Technically zoned for Production, Distribution and Repair (PDR) uses, special permission for Gus’s Community Market to open on the corner of Harrison and 17th Street, on the first floor of what is technically the 400 Alabama Street building, was granted back in 2015, as we first reported at the time.
And an even bigger addition to the 32-foot-tall building, which sits on a parcel which is zoned for development up to 68 feet in height, as measured from Alabama Street, has recently been drawn.
As envisioned, the proposed addition would add three stories and 65,000 square feet of new “PDR” space atop the building, along with 21 new parking spaces on the building’s mezzanine level, accessed via Alabama.
From Stanton Architecture with respect to their plans:
“The three-level addition will sit atop the existing PDR building and aims to leave the industrial character of the building intact. To achieve this, the new construction will sit inside of the parapet and will feature contrasting design characteristics to ensure that the addition compliments and not competes with the existing concrete building.
The new construction will feature a mix of clear glass, semi-transparent glass, and opaque spandrel panels in a vertical pattern. The exposed vertical mullions on the glass and the aluminum-clad expressed floor slabs will evoke the manufacturing elements of the neighborhood.
The reductive massing setbacks located along Harrison Street will help sculpt the building while providing open space for building users. The mechanical spaces along Alabama Street will be treated with a decorative screen element that will allow for ventilation of the space, while accentuating the industrial character of the addition.
A projection along Harrison Street is proposed to balance the massing and provide an element of visual interest and contrast. This projection will consist of dynamic and opaque glass with exposed framing. The dynamic glass along this western façade aids in sustainability features for the project.
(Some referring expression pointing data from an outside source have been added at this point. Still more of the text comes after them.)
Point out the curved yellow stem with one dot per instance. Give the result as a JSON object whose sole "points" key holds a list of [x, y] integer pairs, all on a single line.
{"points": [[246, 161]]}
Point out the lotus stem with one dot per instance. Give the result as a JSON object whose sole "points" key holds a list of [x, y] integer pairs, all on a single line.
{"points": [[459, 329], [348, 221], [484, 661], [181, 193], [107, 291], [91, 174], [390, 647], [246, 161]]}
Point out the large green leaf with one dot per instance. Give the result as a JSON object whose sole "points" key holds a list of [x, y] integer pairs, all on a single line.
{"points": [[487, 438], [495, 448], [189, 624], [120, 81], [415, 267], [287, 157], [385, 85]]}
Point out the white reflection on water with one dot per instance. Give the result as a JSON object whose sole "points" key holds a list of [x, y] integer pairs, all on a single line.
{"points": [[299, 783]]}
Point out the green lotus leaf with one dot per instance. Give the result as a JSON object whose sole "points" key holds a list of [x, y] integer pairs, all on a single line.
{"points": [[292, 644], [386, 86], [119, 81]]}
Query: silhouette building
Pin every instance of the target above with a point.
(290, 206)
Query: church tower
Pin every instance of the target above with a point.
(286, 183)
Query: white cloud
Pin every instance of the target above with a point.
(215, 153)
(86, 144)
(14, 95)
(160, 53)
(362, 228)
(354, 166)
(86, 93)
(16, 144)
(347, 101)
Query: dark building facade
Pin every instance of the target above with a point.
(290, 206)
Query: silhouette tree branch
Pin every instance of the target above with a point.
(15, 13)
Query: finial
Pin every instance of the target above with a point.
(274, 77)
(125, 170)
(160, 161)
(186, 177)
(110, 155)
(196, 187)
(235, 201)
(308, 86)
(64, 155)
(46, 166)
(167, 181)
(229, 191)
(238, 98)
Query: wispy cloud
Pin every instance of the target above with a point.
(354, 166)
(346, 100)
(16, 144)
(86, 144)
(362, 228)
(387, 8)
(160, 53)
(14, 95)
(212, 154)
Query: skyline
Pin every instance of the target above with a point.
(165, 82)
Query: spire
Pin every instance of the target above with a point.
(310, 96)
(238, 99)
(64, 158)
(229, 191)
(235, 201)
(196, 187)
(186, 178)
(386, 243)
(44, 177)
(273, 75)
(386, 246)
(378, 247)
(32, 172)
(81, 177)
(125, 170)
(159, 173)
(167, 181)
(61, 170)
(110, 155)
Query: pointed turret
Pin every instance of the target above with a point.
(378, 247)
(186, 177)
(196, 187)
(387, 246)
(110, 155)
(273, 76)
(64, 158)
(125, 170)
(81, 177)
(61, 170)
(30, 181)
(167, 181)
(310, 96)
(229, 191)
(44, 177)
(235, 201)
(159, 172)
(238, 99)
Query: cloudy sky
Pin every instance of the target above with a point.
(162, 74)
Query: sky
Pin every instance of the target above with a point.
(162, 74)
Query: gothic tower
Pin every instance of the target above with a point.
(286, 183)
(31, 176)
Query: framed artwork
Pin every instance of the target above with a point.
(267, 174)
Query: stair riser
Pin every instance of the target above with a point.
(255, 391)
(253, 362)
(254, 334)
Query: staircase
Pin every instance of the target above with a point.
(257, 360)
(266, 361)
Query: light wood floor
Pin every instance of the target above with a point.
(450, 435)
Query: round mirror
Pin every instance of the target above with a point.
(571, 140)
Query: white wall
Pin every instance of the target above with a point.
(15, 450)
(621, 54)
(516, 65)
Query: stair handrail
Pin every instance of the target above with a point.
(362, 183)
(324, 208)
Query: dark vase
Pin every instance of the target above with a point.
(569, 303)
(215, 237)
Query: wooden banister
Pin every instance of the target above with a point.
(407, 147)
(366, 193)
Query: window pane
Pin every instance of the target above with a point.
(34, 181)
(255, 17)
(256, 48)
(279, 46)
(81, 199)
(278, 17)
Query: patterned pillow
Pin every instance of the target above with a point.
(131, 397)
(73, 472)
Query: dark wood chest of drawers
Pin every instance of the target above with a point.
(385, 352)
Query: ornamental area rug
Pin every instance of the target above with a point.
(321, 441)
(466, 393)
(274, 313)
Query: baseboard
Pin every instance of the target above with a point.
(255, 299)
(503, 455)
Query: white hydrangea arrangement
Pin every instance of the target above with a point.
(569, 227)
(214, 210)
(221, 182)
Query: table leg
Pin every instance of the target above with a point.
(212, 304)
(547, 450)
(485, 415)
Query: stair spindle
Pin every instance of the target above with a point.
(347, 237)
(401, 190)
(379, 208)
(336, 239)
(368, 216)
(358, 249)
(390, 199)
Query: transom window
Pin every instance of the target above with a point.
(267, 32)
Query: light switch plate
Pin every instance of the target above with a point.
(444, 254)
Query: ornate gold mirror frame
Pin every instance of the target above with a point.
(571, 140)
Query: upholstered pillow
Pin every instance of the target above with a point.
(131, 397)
In summary, the proposed massing should provide both additive and subtractive articulation with a contemporary style that will complement the existing industrial building.”
While the addition would require some seismic upgrades to accommodate the addition, it’s possible the work could be completed without having to close Gus’s as designed (although the market’s parking lot would need to be shuttered for some period of time). We’ll keep you posted and plugged-in.